Ball Bearings Example:
H0: true mean = 7
H1: true mean \( \neq \) 7
n = 75
x.mean = 6.85
x.s = 1.25
test.stat = (x.mean - 7)/(x.s/sqrt(n))
# test.stat = -1.04
p = 2 * pt(test.stat, df = n - 1) # 2* because two-sided H1
# p = 0.30 >= alpha = 0.05
The evidence does not support rejecting the Null Hypothesis, so we conclude that the data cannot be used to disprove that the true mean is 7.

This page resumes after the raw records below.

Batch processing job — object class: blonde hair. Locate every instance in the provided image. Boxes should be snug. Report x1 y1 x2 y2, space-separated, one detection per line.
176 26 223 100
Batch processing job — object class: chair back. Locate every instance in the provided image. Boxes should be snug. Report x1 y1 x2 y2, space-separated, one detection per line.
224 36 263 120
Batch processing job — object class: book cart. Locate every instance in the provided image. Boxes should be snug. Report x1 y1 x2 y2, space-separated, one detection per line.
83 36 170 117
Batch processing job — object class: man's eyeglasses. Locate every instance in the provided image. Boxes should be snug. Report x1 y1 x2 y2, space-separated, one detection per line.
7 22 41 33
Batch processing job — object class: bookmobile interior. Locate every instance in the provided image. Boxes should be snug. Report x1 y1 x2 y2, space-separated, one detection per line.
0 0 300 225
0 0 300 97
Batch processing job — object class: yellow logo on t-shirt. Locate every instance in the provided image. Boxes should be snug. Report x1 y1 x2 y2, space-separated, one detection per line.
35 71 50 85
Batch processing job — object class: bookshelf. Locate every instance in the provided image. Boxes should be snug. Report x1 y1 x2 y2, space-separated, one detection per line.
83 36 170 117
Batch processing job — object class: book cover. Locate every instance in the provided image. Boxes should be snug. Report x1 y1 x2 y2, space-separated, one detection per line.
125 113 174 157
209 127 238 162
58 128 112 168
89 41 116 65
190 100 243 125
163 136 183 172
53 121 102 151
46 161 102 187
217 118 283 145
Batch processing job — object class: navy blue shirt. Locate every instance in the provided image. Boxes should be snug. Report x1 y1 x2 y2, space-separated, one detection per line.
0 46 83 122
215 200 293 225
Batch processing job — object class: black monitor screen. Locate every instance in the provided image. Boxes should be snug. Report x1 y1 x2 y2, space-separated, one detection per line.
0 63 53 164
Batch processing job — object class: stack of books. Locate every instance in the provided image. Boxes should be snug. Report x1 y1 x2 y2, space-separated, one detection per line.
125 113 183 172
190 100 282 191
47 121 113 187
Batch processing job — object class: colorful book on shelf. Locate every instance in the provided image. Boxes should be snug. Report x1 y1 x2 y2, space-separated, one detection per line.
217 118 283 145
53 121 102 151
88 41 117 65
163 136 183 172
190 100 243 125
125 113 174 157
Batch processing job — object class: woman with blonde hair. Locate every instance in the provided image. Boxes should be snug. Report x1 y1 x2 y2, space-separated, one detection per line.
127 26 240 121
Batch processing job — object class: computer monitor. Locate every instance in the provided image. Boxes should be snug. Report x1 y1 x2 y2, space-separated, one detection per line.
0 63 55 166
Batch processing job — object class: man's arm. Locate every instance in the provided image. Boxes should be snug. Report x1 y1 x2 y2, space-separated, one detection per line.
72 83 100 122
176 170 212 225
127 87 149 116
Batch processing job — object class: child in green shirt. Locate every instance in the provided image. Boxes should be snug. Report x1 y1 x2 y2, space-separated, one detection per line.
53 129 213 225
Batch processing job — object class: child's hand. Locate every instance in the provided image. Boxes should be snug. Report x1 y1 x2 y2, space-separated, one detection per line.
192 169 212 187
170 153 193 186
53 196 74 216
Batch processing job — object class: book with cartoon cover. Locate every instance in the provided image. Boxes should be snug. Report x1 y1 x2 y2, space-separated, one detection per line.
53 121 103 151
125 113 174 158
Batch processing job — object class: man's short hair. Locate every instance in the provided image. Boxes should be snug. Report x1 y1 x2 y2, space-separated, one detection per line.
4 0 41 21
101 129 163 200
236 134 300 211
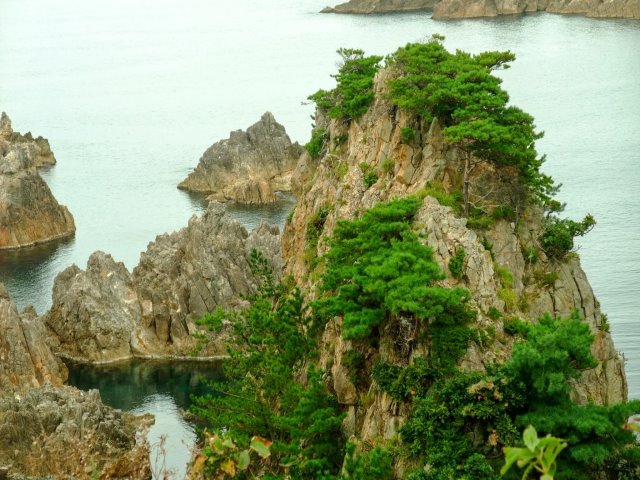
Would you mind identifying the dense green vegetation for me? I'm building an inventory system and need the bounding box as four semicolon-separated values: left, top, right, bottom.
194;38;640;480
316;197;473;339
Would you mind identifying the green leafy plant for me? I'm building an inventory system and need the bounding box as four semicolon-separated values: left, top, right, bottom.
540;215;596;260
309;48;382;120
500;425;567;480
314;197;472;339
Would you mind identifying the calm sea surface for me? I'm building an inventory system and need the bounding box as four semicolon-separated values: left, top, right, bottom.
0;0;640;476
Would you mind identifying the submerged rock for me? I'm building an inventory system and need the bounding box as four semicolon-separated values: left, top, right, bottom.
0;113;76;249
44;202;283;363
178;112;303;204
322;0;438;14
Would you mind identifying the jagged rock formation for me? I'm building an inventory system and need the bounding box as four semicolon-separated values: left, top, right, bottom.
433;0;640;20
178;112;303;204
0;113;76;249
44;202;282;362
0;283;67;390
0;284;150;479
283;70;627;440
322;0;438;14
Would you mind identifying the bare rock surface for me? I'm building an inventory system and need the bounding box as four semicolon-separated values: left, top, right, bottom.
0;113;76;249
0;284;67;390
283;66;627;441
0;284;150;479
322;0;437;14
178;112;303;204
44;202;283;363
0;385;151;480
433;0;640;20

Confidence Interval Approach:
n = 75
x.mean = 6.85
x.s = 1.25
alpha = 0.05
tstar = qt(1 - (0.05/2), df = n - 1)
low = x.mean - tstar * x.s/sqrt(n)
high = x.mean + tstar * x.s/sqrt(n)
print(c(low, high))
## [1] 6.562 7.138
The 95% CI is (6.6,7.1). Since this contains the proposed mean (H0: mean = 7) we conclude that the proposed mean is reasonable. We would fail to reject the null hypothesis based on this data. In general, we reject a null hypothesis in favor of a two-sided alternative hypothesis when the 100(1-alpha)% CI does not contain the proposed mean.
Gifted Children Example:
H0: true mean = 32
H1: true mean < 32
n = 36
g.mean = 30.69
g.sd = 4.31
test.stat = (g.mean - 32)/(g.sd/sqrt(36))
# test.stat = -1.82
p = pt(-1.82, df = n - 1)
# p = 0.039 < alpha = 0.10
Since p < alpha, we reject the null hypothesis. The data supports the assertion that gifted children learn to count to 10 before their regular peers.